Regular expressions run in the following stages:

  1. compile
  2. Set the starting position
  3. Attempts to match
  4. If the match fails, proceed to step 3 from the next digit
  5. Final result: The match succeeds or fails

Use concrete character groups instead of wildcards to eliminate backtracking

In the third stage, the biggest problem is backtracking. For example, match characters between double references. For example, match a string123"abc"456In the"abc". If the re uses:/ / "*", produces four backtracings in phase 3 (pink). *Matched content) :

If the re uses:/ ". *?" /, produces two backtracings (in pink). *?Matched content) :

Because of tracebacks, the engine is required to store a variety of potentially untried states for subsequent tracebacks. Destined to take up some memory.

To eliminate unnecessary characters, use the regex /”[^”]*”/.

Use non-capture grouping

Because one of the things that parentheses do is capture the data in groups and branches. Then you need memory to hold them.

When we do not need to use grouping and backreferencing, we can use non-capture grouping. Such as:

/ ^ (+ -)? (\ d + \ \ d + + | | \ d \ \ d +) $/ can be modified to: / ^ (+ -)? (? :\d+\.\d+|\d+|\.\d+)$/

Separate out the determinate character

For example, /a+/ can be changed to /aa*/. Because the latter can identify the character A more than the former. This will speed up the detection of matching failures in step 4, which will speed up the shift.

Extract the common part of the branch

Such as/ABC | ^ ^ def /, modified into / ^ (? | : ABC def) /.

And such as/this | that /, modified into/th (? : is | / at).

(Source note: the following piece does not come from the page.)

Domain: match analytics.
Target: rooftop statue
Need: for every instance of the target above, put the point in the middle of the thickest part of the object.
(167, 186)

By doing so, you can reduce the number of eliminable repetitions in the matching process.

Reduce the number of branches, narrow their range

/ red | read /, can modify/rea? D/a. The cost of backtracking is different for branches and quantifiers. But after this optimization, the readability will be reduced.

summary

Finally, this article is just for the author to read. Please read the original JavaScript Regular Expressions Mini-Book.